Türkiye gazetesinden Yücel Kayaoğlu’nun aktardığı bilgilere göre AKP içinde yapılan ‘özeleştiriler’, sürecin yönetimindeki zafiyeti de gözler önüne serdi. Yapılan değerlendirmelerde, süreçle ilgili “yeterli bilgilendirme yapılmadığı için kamuoyunun dezenformasyon içerikli kirli bilgilerle manipüle edildiği” notu yer aldı.
Bu raporun ardından Cumhurbaşkanı ve AKP Genel Başkanı Recep Tayyip Erdoğan devreye girdi. Erdoğan’ın talimatı ile önümüzdeki dönemde atılması beklenen hukuki adımların gerekçelerinin şeffaf bir biçimde vatandaşa anlatılması için partide topyekûn bir seferberlik başlatılacak. Bu kapsamda; terör örgüyü PKK’nın feshinin devlet kurumları tarafından teyit edilmesinden sonra atılacak hukuki adımların hangi gerekçelerle yapıldığı ve kimleri kapsayacağı dahil olmak üzere her aşamasının açıklıkla anlatılması kararlaştırıldı.

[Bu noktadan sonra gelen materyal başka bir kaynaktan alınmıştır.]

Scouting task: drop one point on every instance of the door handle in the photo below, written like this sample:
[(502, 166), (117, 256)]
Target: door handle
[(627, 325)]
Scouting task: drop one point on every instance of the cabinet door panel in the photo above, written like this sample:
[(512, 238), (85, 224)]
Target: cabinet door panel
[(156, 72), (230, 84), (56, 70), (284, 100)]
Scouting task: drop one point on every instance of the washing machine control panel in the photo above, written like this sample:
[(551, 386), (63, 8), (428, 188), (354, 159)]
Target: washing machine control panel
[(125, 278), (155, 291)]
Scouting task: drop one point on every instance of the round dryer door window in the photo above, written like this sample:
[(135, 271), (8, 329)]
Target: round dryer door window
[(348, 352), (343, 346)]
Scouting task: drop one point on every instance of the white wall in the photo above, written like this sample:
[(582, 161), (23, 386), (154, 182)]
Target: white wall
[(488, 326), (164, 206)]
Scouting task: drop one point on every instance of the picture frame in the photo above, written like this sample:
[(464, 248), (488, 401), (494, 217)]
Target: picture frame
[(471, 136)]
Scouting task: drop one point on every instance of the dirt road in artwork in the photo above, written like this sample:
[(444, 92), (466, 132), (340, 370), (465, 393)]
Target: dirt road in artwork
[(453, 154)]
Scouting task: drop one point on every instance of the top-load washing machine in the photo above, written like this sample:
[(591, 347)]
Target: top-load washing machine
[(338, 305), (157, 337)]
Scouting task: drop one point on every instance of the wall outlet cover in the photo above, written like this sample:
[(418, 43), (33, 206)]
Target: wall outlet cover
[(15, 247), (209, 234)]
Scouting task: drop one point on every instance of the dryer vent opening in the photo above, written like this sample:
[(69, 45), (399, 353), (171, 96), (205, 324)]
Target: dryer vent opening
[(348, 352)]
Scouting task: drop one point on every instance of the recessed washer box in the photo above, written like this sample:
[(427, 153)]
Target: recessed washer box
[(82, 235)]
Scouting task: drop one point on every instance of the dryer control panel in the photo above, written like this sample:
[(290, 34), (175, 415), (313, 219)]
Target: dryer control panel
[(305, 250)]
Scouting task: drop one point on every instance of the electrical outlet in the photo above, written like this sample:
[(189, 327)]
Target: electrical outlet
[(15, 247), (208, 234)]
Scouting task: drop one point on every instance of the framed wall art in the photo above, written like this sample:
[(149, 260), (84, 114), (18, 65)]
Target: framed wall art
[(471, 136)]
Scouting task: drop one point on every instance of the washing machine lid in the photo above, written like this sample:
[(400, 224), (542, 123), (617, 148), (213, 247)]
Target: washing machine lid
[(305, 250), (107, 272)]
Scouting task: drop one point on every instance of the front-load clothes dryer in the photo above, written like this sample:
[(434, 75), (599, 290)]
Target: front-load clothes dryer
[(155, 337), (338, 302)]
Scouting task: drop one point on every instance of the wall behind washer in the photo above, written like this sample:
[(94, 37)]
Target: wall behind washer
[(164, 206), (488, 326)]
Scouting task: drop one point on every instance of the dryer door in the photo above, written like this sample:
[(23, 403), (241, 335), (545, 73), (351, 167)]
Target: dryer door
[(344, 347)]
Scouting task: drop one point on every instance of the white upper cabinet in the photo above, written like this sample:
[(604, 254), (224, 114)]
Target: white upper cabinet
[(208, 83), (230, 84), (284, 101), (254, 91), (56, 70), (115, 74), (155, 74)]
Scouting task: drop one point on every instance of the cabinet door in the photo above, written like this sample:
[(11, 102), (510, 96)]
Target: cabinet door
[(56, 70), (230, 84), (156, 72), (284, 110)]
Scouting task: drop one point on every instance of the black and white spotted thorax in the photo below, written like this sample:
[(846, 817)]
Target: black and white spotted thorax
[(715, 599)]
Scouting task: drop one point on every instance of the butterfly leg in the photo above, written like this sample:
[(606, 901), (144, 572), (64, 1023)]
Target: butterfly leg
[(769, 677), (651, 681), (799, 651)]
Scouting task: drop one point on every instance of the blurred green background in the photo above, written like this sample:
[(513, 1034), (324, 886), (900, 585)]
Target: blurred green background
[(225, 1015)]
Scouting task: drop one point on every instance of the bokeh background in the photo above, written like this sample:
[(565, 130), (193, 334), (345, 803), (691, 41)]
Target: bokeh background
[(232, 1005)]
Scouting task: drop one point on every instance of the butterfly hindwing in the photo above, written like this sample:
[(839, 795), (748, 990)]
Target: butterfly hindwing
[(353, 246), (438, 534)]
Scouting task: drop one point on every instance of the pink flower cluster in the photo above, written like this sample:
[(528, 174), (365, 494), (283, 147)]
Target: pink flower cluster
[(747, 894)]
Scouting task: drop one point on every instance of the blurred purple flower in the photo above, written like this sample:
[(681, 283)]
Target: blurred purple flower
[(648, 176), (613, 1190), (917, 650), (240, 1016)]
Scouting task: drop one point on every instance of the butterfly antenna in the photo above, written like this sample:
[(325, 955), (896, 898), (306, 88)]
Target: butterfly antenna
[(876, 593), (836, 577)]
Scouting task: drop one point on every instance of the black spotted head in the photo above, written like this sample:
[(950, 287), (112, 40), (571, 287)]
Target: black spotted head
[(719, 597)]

TBMM raporunda dikkat çeken detay: “gizli pazarlık yok” savunması
AKP kaynakları, asıl risk yönetiminin öneminin hukuki adımların atılması ile ortaya çıkacağına işaret ederken, partinin TBMM’ye sunduğu raporda “Süreç Yönetimi” başlığı altında çarpıcı tespitler yer aldı. Yol haritasında, toplumsal kutuplaşmanın önlenmesi için “şeffaflık” vurgusu öne çıkarıldı.
Raporda, iktidarı en çok zorlayan “kapalı kapılar ardında pazarlık” iddialarına karşı şu ifadelere yer verildi:
“Şeffaflık, sürecin arka planında gizli ve denetimsiz pazarlıklar yürütüldüğü yönündeki iddiaları boşa çıkarmanın en etkili yoludur. Hesap verebilirlik, alınan kararların hem hukuki hem de siyasi açıdan millet adına açıklanabilir ve savunulabilir olmasını sağlar.”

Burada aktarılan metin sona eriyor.